An end to Hogmanay?
New Year’s Eve brings memories of childhood: black and white television pictures of men in kilts, lumps of coal, and tenor voices declaring the virtues of laddies and lassies. Perhaps it wasn’t as bad as it seems in the memory, perhaps there were songs other than “Loch Lomond” and “Donald, where’s your trousers?”
Whatever the reality, the abiding perception of New Year’s Eve is of fuzzy television pictures from some studio, where they all thought that turning a page of the calendar was something to be marked by the singing of what might well be the worst dirge in human history.
Drawing on Einstein’s Special Theory of Relativity, Marcus Chown’s Quantum Theory Cannot Hurt You suggests the possibility of a world freed from Hogmanay, of there being no need, other than that of cultural tradition, to sing Auld Lang Syne ever again:
The space time of the Universe can be thought of as a vast map. All events – from the creation of the Universe in the Big Bang to your birth at a particular time and place on Earth-are laid out on it, each with its unique space-time location. The map picture is appropriate because time, as the flip side of space, can be thought of as an additional spatial dimension. But the map picture poses a problem. If everything is laid out-preordained almost-there is no room for the concepts of past, present, and future. As Einstein remarked: “For us physicists, the distinction between past, present, and future is only an illusion.”
It is a pretty compelling illusion, though. Nevertheless, the fact remains that the concepts of past, present, and future do not figure at all in special relativity, one of our most fundamental descriptions of reality. Nature appears not to need them. Why we do is one of the great unsolved mysteries.
Time and space are not distinct, they are one and the same. The passing of time is illusory; the perception of the passing of time is a mystery.
If Einstein’s theory of relativity is fundamental to our understanding of reality and Einstein rules out any distinction between past, present and future, then Hogmanay itself is an illusion; at best an arbitrary division of dates on a calendar, at worst a delusion that the customs mark something that is real.

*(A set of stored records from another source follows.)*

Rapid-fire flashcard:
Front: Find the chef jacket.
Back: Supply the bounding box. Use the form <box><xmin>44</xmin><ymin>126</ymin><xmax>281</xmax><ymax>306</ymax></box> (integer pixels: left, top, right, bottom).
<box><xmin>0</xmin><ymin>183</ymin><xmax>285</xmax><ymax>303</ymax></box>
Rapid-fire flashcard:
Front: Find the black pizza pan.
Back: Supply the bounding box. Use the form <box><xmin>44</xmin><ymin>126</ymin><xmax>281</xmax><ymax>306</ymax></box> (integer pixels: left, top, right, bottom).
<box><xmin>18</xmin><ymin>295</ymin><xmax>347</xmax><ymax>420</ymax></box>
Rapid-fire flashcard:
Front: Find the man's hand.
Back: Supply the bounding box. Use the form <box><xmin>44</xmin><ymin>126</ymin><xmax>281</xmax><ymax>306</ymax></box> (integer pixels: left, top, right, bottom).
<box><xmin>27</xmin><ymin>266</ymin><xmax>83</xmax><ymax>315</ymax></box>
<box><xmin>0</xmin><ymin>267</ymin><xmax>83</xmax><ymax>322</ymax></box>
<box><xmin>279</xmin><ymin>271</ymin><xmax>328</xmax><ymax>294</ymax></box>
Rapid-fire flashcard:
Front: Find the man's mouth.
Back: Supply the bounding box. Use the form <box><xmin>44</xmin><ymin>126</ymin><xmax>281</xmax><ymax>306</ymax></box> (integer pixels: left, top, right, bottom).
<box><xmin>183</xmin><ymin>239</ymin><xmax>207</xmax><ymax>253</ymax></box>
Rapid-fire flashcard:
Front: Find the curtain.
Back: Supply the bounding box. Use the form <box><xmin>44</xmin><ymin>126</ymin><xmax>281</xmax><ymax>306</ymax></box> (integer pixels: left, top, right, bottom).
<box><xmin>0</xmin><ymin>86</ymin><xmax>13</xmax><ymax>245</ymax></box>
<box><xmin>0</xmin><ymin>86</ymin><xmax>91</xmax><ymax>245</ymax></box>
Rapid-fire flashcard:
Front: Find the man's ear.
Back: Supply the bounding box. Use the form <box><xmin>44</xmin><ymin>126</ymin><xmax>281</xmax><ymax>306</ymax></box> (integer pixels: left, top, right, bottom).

If the whole of one’s life is laid out with a precise space-time location, then past, present and future are all the same moment and marking the existence a particular moment in space-time is of no more significance than marking a particular location in space-time. In Einstein’s theory, a celebration of Hogmanay seems no more logical than a celebration of John O’Groat’s; being logical, we could rid ourselves of it forever.
Of course, having dispensed with Andy Stewart & Co on 31st December, the logic of Einstein does seem to suggest that if past, present and future are all the one moment, then we are predestined to certain things from the moment we are born. Predestination is the particular realm of Calvinism and dark-gowned Presbyterian ministers.
It seems there is no escaping from Scotsmen.
Was I supposed to smile when reading this? My goodness . . .Actually I agree with you about Auld Lang Syne . .have a wonderful New Year’s Eve and an even better 2009! Cheers 🙂
Don’t do New Year at all, I’m off to bed to read PD James!
(I was up at 3.15 this morning to take a friend to the airport bus)
Glad I am not the only one ‘not’ to do New Year!
I much prefer a coffee with, or phone call from friends during the year when they are not rushed and can actually focus on what is being said….. maybe thay are trying to tell me something. 😉
Ian I wish you an easy road for 2009!